ÇİLLER KOLTUĞU KAPTIRDI
Merkez Bankası’nın siyasi kanattan gelen talimata uyup faiz indirmekle enflasyon cinini şişeden çıkarmış olduğunu söz eden Yılmaz, “O cini tekrar şişeye geri sokmak çok sıkıntı olacak, bilhassa sabit gelirli halk büyük düşünce çekecek. Yüksek enflasyon ortamında siyaset faizini indirmek, popülist iktisat siyasetidir. Ülke süratle seçim sınırı sathına yanlışsız ilerliyor. Piyasalar da giderek seçimin yaklaşacağı ve popülizm yoğunluğunun giderek artacağını fiyatlıyor” dedi.

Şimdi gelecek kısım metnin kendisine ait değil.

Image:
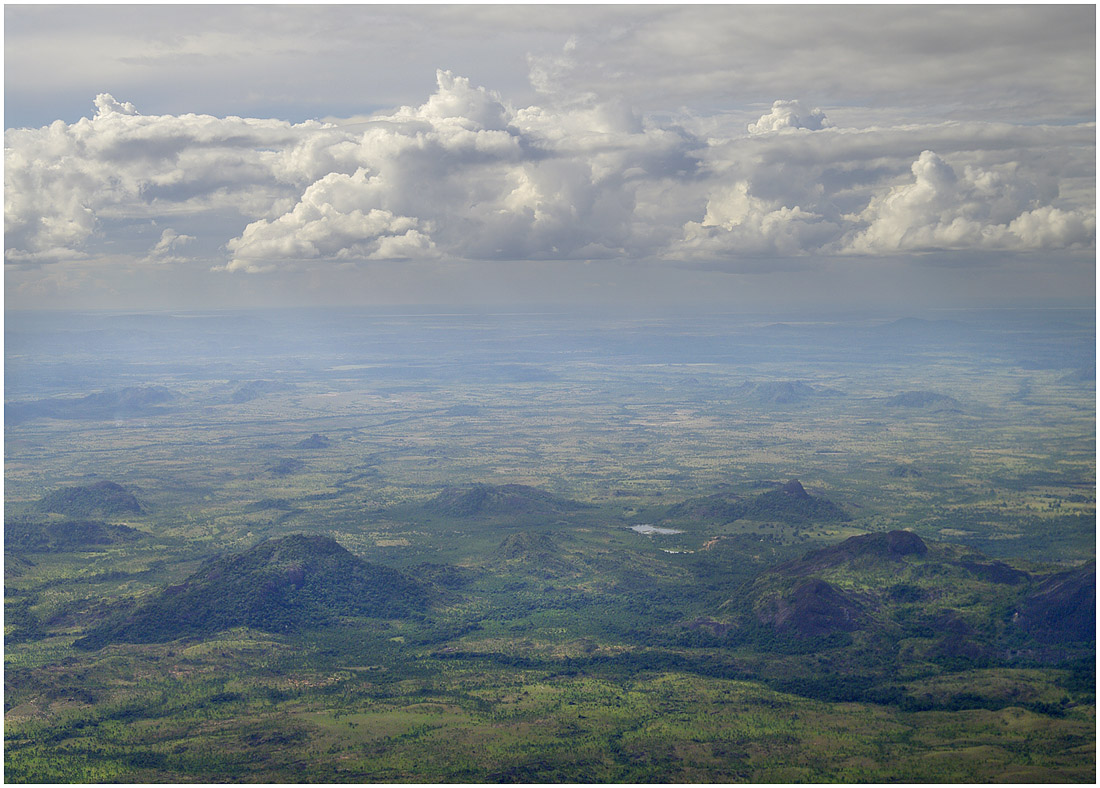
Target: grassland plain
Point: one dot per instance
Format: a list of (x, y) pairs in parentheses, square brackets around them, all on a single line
[(559, 645)]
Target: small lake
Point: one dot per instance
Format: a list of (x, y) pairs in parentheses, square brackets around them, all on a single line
[(653, 529)]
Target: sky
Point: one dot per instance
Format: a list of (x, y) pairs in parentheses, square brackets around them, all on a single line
[(730, 156)]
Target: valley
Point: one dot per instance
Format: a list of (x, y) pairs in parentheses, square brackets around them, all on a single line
[(376, 546)]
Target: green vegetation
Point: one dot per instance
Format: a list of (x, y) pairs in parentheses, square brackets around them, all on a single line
[(102, 499), (461, 554)]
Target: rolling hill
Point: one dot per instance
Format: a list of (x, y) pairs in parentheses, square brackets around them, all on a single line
[(286, 584)]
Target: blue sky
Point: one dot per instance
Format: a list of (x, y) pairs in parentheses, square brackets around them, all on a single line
[(730, 155)]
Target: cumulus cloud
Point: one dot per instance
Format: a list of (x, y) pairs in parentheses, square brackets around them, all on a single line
[(790, 115), (944, 209), (63, 181), (465, 175)]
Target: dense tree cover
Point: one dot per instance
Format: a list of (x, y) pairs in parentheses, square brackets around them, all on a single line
[(286, 584)]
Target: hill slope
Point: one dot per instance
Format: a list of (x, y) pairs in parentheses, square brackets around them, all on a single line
[(284, 584)]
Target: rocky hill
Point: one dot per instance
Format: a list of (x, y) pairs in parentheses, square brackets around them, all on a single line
[(945, 601), (286, 584), (781, 392), (924, 401)]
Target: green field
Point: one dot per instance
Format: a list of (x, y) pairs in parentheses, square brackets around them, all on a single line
[(504, 464)]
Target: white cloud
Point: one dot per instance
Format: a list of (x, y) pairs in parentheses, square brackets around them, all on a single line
[(465, 175), (790, 115), (943, 209)]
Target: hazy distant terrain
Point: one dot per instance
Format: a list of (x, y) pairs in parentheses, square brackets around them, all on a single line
[(403, 546)]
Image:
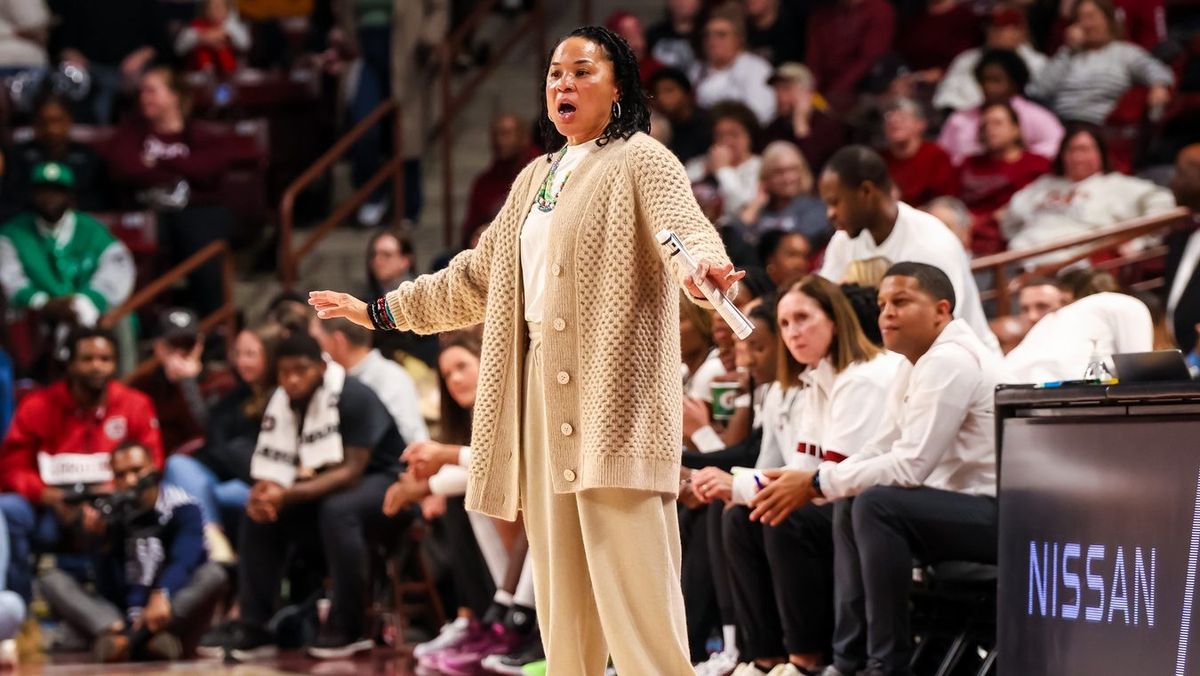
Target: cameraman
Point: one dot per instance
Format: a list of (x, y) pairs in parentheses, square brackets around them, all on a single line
[(153, 566), (61, 436)]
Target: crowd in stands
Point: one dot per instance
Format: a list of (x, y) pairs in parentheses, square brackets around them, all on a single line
[(855, 155)]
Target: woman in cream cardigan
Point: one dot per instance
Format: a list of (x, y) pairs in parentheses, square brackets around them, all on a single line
[(579, 414)]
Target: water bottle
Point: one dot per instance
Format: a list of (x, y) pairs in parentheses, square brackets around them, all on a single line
[(1097, 371)]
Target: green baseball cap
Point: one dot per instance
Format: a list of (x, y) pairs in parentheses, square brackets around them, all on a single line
[(53, 173)]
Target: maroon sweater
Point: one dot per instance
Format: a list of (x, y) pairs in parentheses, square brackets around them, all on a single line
[(925, 175), (139, 159)]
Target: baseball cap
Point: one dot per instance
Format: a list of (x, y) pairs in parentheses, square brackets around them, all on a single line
[(791, 71), (177, 323), (53, 173)]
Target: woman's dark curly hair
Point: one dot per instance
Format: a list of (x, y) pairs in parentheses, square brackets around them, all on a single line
[(635, 109)]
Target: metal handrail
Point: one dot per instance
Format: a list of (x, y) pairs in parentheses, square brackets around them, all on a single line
[(226, 313), (451, 105), (394, 168), (1002, 264)]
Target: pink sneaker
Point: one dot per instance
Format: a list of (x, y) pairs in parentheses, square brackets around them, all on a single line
[(466, 660), (448, 642)]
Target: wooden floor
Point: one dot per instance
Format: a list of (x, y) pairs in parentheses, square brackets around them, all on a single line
[(383, 662)]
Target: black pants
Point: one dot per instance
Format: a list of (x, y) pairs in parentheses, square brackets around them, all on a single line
[(783, 581), (93, 614), (473, 581), (340, 521), (876, 538), (699, 597)]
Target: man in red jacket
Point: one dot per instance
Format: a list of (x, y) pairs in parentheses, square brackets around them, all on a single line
[(63, 436)]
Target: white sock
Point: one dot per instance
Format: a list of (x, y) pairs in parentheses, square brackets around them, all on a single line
[(729, 633)]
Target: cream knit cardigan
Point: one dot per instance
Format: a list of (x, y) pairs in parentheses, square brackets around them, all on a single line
[(611, 341)]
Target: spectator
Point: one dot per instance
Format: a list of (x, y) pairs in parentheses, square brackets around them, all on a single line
[(673, 40), (175, 384), (987, 181), (1002, 77), (1037, 298), (174, 167), (12, 606), (785, 199), (390, 261), (155, 591), (511, 151), (871, 222), (731, 162), (691, 130), (61, 436), (730, 72), (1182, 283), (960, 89), (803, 117), (215, 40), (349, 345), (7, 386), (52, 143), (921, 169), (781, 563), (1095, 69), (323, 477), (217, 474), (113, 41), (24, 29), (785, 255), (630, 28), (1062, 344), (955, 215), (775, 30), (1079, 197), (923, 488), (929, 40), (60, 262), (845, 40)]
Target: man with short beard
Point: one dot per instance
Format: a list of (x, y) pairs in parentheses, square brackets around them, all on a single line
[(60, 262), (63, 436)]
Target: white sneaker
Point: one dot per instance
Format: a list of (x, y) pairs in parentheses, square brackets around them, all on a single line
[(718, 664), (451, 633)]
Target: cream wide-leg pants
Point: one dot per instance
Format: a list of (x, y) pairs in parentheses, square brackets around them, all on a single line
[(605, 562)]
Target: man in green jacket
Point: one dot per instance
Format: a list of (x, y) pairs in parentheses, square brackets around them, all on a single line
[(61, 262)]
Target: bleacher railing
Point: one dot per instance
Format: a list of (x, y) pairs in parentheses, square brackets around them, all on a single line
[(1009, 269), (226, 315), (394, 168)]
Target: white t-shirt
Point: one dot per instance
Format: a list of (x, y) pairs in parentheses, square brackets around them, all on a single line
[(919, 238), (940, 428), (535, 232), (1060, 346)]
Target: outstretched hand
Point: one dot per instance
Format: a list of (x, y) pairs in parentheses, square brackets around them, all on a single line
[(333, 304), (723, 276)]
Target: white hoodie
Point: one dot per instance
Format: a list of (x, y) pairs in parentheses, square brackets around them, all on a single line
[(940, 425)]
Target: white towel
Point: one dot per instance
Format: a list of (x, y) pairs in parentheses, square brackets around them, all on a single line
[(282, 448)]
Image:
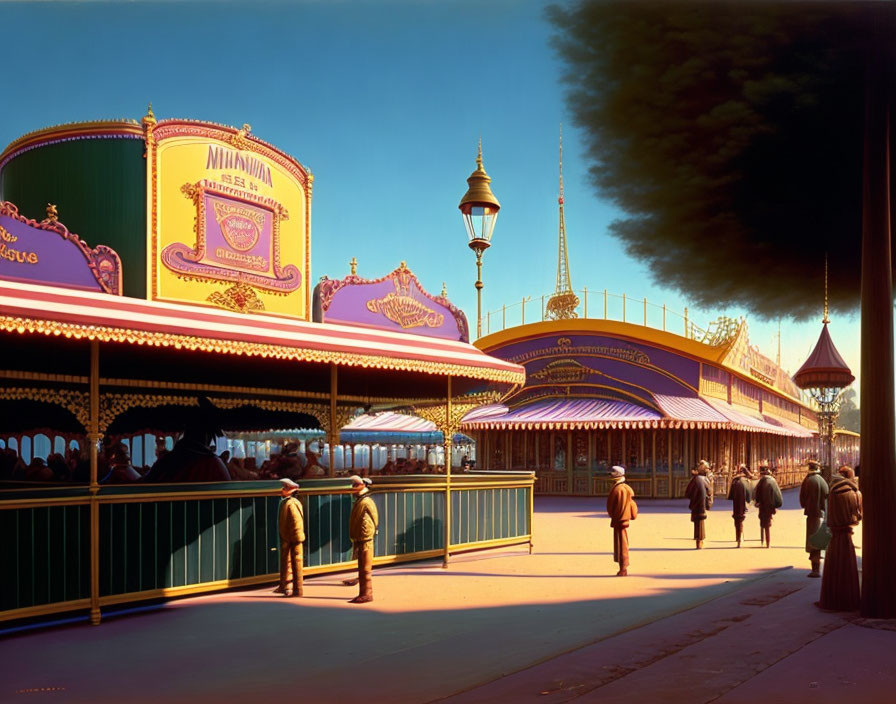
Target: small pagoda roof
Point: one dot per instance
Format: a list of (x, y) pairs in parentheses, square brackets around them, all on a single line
[(824, 367)]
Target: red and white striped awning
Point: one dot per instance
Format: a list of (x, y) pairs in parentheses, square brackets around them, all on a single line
[(31, 308)]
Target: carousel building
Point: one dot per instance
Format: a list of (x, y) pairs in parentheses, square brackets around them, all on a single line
[(155, 276), (602, 392)]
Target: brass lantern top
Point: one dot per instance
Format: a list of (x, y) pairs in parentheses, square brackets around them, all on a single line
[(479, 192)]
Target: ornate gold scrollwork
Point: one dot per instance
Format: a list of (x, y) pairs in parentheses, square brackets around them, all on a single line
[(75, 402)]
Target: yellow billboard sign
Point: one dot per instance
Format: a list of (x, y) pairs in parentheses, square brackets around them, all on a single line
[(229, 220)]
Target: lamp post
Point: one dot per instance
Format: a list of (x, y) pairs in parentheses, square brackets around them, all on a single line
[(479, 208), (824, 375)]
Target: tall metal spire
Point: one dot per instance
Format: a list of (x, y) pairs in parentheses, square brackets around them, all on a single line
[(563, 303)]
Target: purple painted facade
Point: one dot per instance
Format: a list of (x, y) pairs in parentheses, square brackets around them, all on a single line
[(47, 253), (395, 302), (598, 365)]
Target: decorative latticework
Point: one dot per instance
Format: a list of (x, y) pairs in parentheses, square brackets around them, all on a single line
[(562, 305)]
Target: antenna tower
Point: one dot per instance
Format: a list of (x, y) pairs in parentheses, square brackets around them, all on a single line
[(563, 303)]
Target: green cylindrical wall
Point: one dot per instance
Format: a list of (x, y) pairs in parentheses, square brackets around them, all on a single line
[(99, 188)]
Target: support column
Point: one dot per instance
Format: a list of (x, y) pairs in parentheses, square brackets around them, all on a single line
[(570, 477), (447, 433), (93, 437), (670, 488), (333, 438), (878, 452)]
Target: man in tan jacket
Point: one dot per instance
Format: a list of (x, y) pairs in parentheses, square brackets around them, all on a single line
[(621, 508), (362, 525), (291, 525)]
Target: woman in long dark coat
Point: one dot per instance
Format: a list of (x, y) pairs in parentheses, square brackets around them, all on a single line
[(840, 580), (699, 493), (768, 499), (739, 496)]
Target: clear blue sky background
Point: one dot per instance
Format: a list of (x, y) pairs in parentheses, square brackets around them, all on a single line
[(384, 100)]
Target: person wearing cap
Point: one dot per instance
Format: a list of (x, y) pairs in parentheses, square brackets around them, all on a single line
[(840, 581), (362, 525), (813, 497), (622, 509), (291, 525), (699, 495), (313, 467), (739, 496), (768, 499), (192, 459)]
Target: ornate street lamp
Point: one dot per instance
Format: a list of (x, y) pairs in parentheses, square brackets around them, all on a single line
[(480, 210), (824, 375)]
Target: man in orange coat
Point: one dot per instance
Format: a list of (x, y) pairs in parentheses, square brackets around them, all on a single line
[(621, 508), (291, 525), (362, 526)]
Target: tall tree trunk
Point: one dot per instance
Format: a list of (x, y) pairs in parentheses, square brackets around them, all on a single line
[(878, 449)]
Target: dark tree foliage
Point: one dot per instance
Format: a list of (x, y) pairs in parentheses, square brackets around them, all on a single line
[(731, 136)]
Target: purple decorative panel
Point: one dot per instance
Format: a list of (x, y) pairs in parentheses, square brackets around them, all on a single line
[(47, 253), (395, 302)]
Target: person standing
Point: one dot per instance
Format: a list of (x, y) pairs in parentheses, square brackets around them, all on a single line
[(739, 495), (291, 525), (622, 509), (699, 494), (768, 499), (362, 525), (840, 582), (813, 497)]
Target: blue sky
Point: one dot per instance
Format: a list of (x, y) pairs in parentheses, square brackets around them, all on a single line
[(384, 101)]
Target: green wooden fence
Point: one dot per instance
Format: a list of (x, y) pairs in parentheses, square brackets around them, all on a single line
[(162, 541)]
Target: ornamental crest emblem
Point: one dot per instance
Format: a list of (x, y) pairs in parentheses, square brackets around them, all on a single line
[(402, 308)]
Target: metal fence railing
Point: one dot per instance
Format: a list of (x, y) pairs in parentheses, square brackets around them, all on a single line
[(600, 305)]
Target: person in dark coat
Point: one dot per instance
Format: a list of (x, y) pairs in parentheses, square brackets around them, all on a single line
[(192, 459), (291, 526), (840, 581), (768, 499), (699, 495), (622, 509), (739, 495), (813, 497)]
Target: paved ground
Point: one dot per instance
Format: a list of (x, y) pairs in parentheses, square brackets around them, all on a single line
[(719, 624)]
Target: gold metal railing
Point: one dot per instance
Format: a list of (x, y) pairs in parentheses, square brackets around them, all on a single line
[(600, 305)]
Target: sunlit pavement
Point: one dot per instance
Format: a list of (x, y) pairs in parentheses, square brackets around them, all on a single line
[(432, 633)]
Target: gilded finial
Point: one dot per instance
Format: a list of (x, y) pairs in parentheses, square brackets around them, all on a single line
[(149, 119), (561, 164), (239, 139), (825, 320)]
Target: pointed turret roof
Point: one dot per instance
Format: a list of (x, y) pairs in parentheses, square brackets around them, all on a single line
[(825, 367)]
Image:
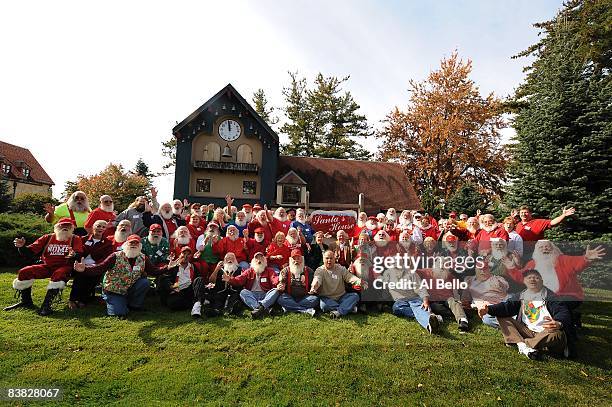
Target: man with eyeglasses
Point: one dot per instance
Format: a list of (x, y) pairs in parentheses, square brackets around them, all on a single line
[(105, 212), (75, 208)]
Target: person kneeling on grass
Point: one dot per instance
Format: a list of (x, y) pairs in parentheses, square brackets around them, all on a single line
[(259, 282), (176, 289), (57, 251), (328, 283), (542, 320), (444, 301), (411, 298), (125, 283), (294, 284)]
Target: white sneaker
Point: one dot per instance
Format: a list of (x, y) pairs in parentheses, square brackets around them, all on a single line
[(196, 311)]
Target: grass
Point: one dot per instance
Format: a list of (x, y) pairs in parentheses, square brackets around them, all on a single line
[(162, 358)]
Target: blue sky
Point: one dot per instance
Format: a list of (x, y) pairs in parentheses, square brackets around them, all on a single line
[(83, 84)]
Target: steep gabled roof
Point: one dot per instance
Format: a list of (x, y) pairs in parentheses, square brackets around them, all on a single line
[(232, 91), (384, 184), (12, 154)]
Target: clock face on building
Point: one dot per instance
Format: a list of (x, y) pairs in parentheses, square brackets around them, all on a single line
[(229, 130)]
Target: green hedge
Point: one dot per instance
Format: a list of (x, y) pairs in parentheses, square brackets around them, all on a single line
[(14, 225)]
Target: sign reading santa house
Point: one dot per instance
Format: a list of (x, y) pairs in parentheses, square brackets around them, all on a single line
[(333, 221)]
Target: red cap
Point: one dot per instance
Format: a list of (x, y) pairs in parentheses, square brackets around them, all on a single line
[(64, 221), (133, 238)]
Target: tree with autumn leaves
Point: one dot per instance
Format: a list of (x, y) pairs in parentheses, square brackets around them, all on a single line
[(448, 135)]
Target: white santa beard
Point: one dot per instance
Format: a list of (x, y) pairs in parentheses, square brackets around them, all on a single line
[(259, 268), (545, 265), (131, 252), (183, 240), (154, 239), (498, 254), (380, 243), (230, 267), (120, 236), (296, 269), (371, 225), (62, 235)]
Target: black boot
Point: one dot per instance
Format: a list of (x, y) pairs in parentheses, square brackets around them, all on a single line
[(45, 308), (26, 299)]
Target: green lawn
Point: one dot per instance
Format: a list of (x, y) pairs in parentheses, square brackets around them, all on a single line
[(162, 358)]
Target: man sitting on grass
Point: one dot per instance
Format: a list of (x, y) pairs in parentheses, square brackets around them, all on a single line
[(294, 284), (542, 321), (328, 283), (411, 298), (125, 283), (259, 286), (56, 251)]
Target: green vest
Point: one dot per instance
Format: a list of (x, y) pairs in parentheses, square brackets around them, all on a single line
[(122, 276)]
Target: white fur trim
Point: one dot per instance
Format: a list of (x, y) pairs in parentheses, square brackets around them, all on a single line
[(22, 284), (56, 284)]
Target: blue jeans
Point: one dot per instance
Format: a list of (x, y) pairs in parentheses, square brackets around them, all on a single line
[(412, 309), (117, 304), (490, 320), (290, 304), (254, 299), (344, 305)]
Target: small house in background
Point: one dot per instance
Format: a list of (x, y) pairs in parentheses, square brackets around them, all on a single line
[(22, 172), (225, 147)]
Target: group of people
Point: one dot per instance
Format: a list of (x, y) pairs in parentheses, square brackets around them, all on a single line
[(214, 260)]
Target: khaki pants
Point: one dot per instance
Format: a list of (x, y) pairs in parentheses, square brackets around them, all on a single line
[(551, 340), (442, 307)]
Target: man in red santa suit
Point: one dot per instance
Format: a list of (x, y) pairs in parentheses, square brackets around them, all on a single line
[(371, 226), (57, 251), (180, 239), (391, 215), (256, 244), (490, 229), (532, 230), (123, 230), (232, 243), (559, 271), (361, 221), (166, 218), (105, 212)]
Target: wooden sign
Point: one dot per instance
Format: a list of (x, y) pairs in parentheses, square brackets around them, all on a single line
[(333, 221)]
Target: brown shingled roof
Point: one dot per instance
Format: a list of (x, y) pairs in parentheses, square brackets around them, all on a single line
[(12, 155), (384, 184)]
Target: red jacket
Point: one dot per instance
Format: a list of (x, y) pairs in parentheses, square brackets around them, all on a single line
[(482, 241), (267, 280), (274, 250), (567, 269), (226, 245), (253, 246)]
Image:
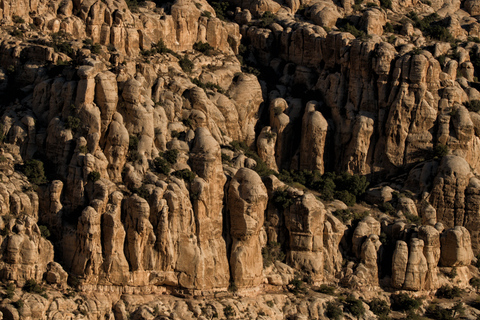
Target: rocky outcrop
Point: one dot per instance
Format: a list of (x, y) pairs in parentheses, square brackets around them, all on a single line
[(247, 200), (305, 223), (456, 247)]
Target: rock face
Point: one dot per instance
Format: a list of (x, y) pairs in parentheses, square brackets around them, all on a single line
[(456, 247), (136, 144), (305, 222), (247, 201)]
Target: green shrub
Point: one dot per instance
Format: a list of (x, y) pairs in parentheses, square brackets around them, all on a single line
[(326, 289), (61, 45), (379, 307), (94, 176), (333, 311), (132, 5), (142, 192), (186, 64), (271, 253), (436, 312), (282, 199), (207, 14), (388, 28), (387, 4), (44, 231), (18, 304), (475, 282), (353, 30), (413, 218), (229, 312), (10, 291), (297, 286), (433, 26), (72, 123), (34, 171), (161, 165), (171, 156), (354, 307), (403, 302), (17, 19), (203, 47), (220, 8), (267, 19), (346, 197), (226, 158), (387, 207), (133, 156), (473, 105), (32, 286), (232, 287), (83, 149), (343, 215), (96, 48), (448, 292), (440, 151), (132, 142), (261, 168), (185, 174)]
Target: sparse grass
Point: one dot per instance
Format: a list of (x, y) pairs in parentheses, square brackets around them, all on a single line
[(271, 253), (448, 292), (32, 286), (326, 289), (333, 311), (94, 176), (35, 171)]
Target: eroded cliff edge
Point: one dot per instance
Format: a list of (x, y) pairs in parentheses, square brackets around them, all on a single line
[(140, 156)]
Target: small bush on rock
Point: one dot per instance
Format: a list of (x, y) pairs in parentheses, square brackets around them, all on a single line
[(35, 171), (449, 292), (403, 302), (333, 311)]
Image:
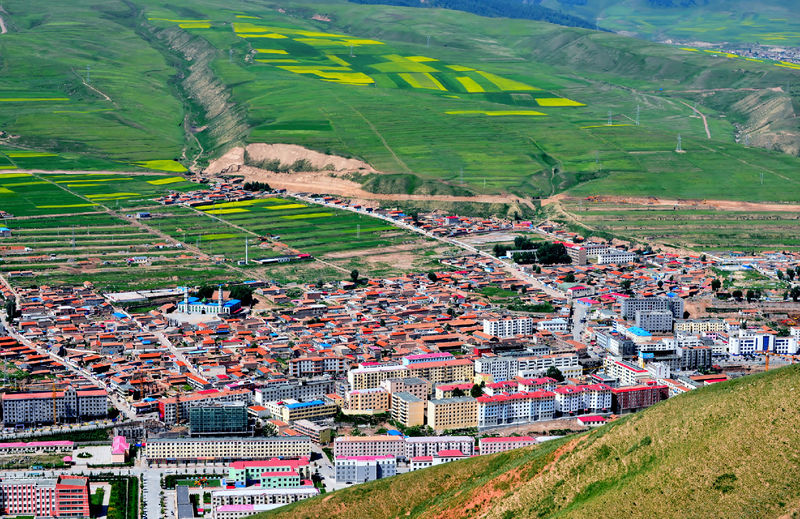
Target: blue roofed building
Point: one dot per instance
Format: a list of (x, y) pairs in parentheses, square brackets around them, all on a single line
[(219, 306), (291, 410)]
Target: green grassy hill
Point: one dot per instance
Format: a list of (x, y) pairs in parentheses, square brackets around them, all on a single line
[(488, 106), (728, 450), (768, 22)]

Bu kurallarda popülist siyasetlerin ülkeye yarar sağlamayacağı üzere iktidara da yararı olmayacağını tabir eden Yılmaz, 1994’te benzeri siyasetleri daha makûs şartlarda uygulayan Tansu Çiller’in partisi Hakikat Yol’un Cumhurbaşkanı Erdoğan’ın siyaset sahnesine çıktığı 27 Mart 1994 seçimlerini kaybettiğini hatırlattı.
2022 ENFLASYONU YÜZDE 30’LARI BULUR
Enflasyon üzerinde ikinci bir tesirin de yüzde 20’lere çıkmış resmi tüketici enflasyonuna reaksiyon olarak 2022 başında fiyatların yüzde 20’nin de üzerinde bir oranda artmasından geleceğini lisana getiren Yılmaz, “Merkez Bankası’nın enflasyonla çabayı bir kenara bıraktığı bir ülkede hükümetin emekçi sendikalarını gelecek yıl enflasyonun daha düşük olacağı konusunda ikna etmesi mümkün değil. Bu durumda 2022’nin enflasyonu daha yüksek olacak, yüzde 30’ları bulabilecek” öngörüsünde bulundu.